My first ever away game for my 13th birthday at Brentford 26/11/83 was the first of the record ten wins on the bounce!!
It is strange how different people see a game differently.I thought the scoreline flattered Shrewsbury. They were slow, and bereft of ideas in the first 35 or so minutes, then got into the game when City slackened off. But I thought they never looked like scoring, and 3-0 would have seemed, to me , a better reflection of play.
City look very good, pleasing to watch, but just somehow lacking a real incisiveness in front of goal. Hopefully, that will come. One worry to me is that Doyle might one time get caught out with his passes out from his penalty area.
Well done another well written article. The constancy of Stuart’s haircut is an observation that made me chuckle. Stuart was a cornerstone of an earlier era of Bantam Progressivism and this is another case of unfinished business. Exciting times.
Stuart was the cornerstone of two earlier eras of Bantam Progressivism and I’m enjoying the third just as much. Exciting times indeed!
Stuart comes across as such a fair and decent bloke. His approach in the dressing room is obviously working at the moment (Mark Marshall being the most obvious example). I just hope that when things get tough, which they inevitably will, fans don’t change their perceptions of how his approach suits management. I think we all know enough about #bcafc to predict that opinions will change from some people.
During the first half 3-0 or 4-0 would not have been an unfair half score such was City’s dominance. Mark Marshall on fire and the rest of the team carving Shrewsbury open so often.
However in the second half only the back four and the keeper can take any plaudits. I thought all the midfielders and forwards failed to retain the ball which just kept putting pressure on the defenders. Admittedly Shrewsbury raised their game significantly in the second half…but it was a bit disappointing to see such a regression in ball retention.
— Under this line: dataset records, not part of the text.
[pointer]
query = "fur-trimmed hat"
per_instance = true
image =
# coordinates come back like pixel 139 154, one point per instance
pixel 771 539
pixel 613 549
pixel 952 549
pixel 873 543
To the eyes of my row Knight-Percival is the only player who could get even near the MOM award…in the first half many played very well, but he was the only one to do so for 90+ minutes followed by his fellow defenders….
I totally agree. Stuart said as much in his post match comments. He is as honest in his interviews as he was as a player. Our success is built on his ethos. A quarter of the season unbeaten and he still is striving for better. This is what I was begging for during the PP era. That added hunger and determination to get better and better.
Funny that the headline centres on Law in my humble opinion. Personally (I note he got MOTM in a Twitter poll) I thought Dieng and Marshall were better than him TODAY in the midfield, and KP better than anyone else on the pitch. KP is so utterly cultured and unflappable. He never dives in and won the ball from standing and reading the game umpteen times today.
Dieng plays such a role that you don’t even notice him. A level of praise once levelled at Makelele. A real unsung hero. But that’s a sign of a great team. He just does his stuff and others take the plaudits.
Finally, a massive mention from an apologetic me. When we kept Marshall I was totally underwhelmed. His attitude is exceptional this year. That 92nd minute run down the right, after being chopped all game, knowing he would be smashed again showed just what he’s become. And although slightly tenuous, we then doubled our lead from that.
Brilliant stuff all round.
For Paul Brear – what do you think of this piece? Compare and contrast – Parky with Stuart.
They come from different philosophies, don’t you agree. One a defensive stance, the other with an acknowledgement of the need to entertain. I’ll leave you to work it out!